The authors propose a framework to overcome this problem, which involves exploring subspaces of the data, training a separate model for each subspace, and then concatenating the decision variables produced by the test data for each subspace. ​using fuzzy logic adders. The performance of the proposed method, however, was not compared with that of other current approaches.

Method evaluation

Clifton et al [280,281] investigate the use of one-class SVM using multivariate combustion data to predict combustion instability. Lee and Cho [288] compare the performance of a one-class SVM with that of an autoassociative neural network, and the results obtained by analyzing six benchmark data sets show that the former performs consistently better than the latter.

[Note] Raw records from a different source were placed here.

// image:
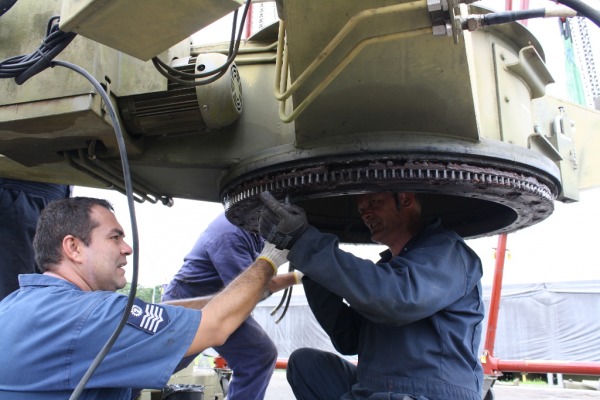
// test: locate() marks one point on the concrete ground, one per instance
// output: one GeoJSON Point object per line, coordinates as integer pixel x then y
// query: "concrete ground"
{"type": "Point", "coordinates": [280, 390]}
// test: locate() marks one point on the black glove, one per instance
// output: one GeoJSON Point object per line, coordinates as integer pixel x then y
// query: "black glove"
{"type": "Point", "coordinates": [281, 224]}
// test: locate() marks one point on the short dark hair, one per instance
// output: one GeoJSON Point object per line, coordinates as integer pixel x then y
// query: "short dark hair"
{"type": "Point", "coordinates": [71, 216]}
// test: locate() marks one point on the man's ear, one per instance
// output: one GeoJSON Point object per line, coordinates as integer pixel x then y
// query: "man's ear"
{"type": "Point", "coordinates": [404, 200]}
{"type": "Point", "coordinates": [71, 247]}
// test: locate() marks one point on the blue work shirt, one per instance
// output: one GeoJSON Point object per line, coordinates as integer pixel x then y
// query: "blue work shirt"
{"type": "Point", "coordinates": [220, 254]}
{"type": "Point", "coordinates": [52, 331]}
{"type": "Point", "coordinates": [414, 320]}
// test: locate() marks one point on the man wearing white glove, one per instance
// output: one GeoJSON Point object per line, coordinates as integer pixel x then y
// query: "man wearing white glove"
{"type": "Point", "coordinates": [222, 252]}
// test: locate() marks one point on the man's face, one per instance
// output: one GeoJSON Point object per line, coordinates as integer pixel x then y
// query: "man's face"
{"type": "Point", "coordinates": [106, 255]}
{"type": "Point", "coordinates": [378, 212]}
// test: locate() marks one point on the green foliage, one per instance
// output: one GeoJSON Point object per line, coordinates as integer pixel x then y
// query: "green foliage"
{"type": "Point", "coordinates": [149, 295]}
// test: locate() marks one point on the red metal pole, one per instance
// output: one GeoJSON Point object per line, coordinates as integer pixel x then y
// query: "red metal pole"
{"type": "Point", "coordinates": [490, 337]}
{"type": "Point", "coordinates": [249, 22]}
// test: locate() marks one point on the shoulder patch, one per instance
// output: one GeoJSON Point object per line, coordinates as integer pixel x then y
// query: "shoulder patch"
{"type": "Point", "coordinates": [150, 318]}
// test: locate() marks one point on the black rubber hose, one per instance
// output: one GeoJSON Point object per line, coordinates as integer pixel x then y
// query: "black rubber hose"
{"type": "Point", "coordinates": [586, 10]}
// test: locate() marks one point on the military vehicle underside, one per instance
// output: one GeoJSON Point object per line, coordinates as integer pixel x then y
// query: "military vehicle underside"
{"type": "Point", "coordinates": [334, 100]}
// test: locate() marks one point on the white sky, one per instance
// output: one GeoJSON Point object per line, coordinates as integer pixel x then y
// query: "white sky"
{"type": "Point", "coordinates": [561, 248]}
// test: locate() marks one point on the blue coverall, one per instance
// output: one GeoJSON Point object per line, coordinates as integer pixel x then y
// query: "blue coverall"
{"type": "Point", "coordinates": [414, 320]}
{"type": "Point", "coordinates": [52, 332]}
{"type": "Point", "coordinates": [21, 203]}
{"type": "Point", "coordinates": [220, 254]}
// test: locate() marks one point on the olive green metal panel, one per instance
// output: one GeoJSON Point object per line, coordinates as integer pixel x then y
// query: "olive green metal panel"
{"type": "Point", "coordinates": [385, 73]}
{"type": "Point", "coordinates": [573, 133]}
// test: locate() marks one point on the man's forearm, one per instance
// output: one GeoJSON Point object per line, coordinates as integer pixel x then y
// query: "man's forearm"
{"type": "Point", "coordinates": [197, 303]}
{"type": "Point", "coordinates": [228, 309]}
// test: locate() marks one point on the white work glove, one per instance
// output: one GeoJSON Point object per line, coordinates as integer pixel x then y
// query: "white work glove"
{"type": "Point", "coordinates": [298, 276]}
{"type": "Point", "coordinates": [273, 256]}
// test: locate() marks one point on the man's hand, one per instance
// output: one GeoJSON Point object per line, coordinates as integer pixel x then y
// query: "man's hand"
{"type": "Point", "coordinates": [281, 224]}
{"type": "Point", "coordinates": [273, 256]}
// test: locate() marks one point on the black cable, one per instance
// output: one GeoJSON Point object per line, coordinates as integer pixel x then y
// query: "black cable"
{"type": "Point", "coordinates": [504, 17]}
{"type": "Point", "coordinates": [24, 67]}
{"type": "Point", "coordinates": [5, 5]}
{"type": "Point", "coordinates": [129, 190]}
{"type": "Point", "coordinates": [190, 79]}
{"type": "Point", "coordinates": [586, 10]}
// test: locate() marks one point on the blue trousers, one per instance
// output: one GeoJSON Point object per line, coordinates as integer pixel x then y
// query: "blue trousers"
{"type": "Point", "coordinates": [319, 375]}
{"type": "Point", "coordinates": [249, 352]}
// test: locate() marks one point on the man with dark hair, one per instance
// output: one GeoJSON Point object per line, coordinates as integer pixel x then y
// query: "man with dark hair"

One-class SVM has been used to detect novelty in: functional magnetic resonance imaging data [284]; sound recordings [291]; text data [292];.

282] illustrate the impact of high dimensionality on kernel methods and, specifically, on the one-class SVM. Numerical experiments showed that the proposed method consistently outperformed the one-class SVM in estimating minimum volume sets.

Information-theoretic novelty detection

Method evaluation

Information theoretic approaches to novelty detection typically make no assumptions about the underlying distribution of the data. They require a measure that is sensitive enough to detect the effects of new points in the dataset. The main disadvantage of these types of techniques is the choice of the information-theoretic measure.

The performance of such techniques is thus highly dependent on the choice of the information theoretic scale. Finally, it can be difficult to link a novelty score to a test item using an information theory-based method.

Application domains

• Electronic IT security
• Healthcare informatics/medical diagnostics and monitoring
• Industrial monitoring and damage detection
• Image processing/video surveillance
• Text mining
• Sensor networks

Novelty detection has generated much research in the field of electronic IT security systems, in which the goals include network intrusion detection and fraud detection. Healthcare informatics and medical diagnostics are an important application area of ​​novelty detection approaches. Novelty detection has been extensively applied to recognize new objects in images and video streams.

Examples of novelty detection methods in the six main application domains covered in this review. Novelty detection is applied to sensor networks to capture sensor faults and/or malicious attacks on the network.

Conclusion

Chow, Parzen-window network intrusion detectors, in: Proceedings of the 16th International Conference on Pattern Recognition, vol. Pizzuti, Fast outlier detection in high dimensional spaces, in: Proceedings of the 6th European Conference on. Proceedings of the 9th ACM International Conference on Knowledge Discovery and Data Mining (SIGKDD), ACM, 2003, pp.

Chawla, On local spatial outliers, in: Proceedings of the 4th International IEEE Conference on Data Mining, IEEE, 2004, pp. Ballard, Novelty detection using the growing neural gas for visuospatial memory, in: Proceedings of the IEEE/. Cook, Graph-based anomaly detection, in: Proceedings of the 9th International Conference on Knowledge Discovery and Data Mining (SIGKDD), ACM, 2003, pp.

Vemuri, Robust anomaly detection using support vector engines, in: Proceedings of the International Conference on Machine Learning, 2003, pp.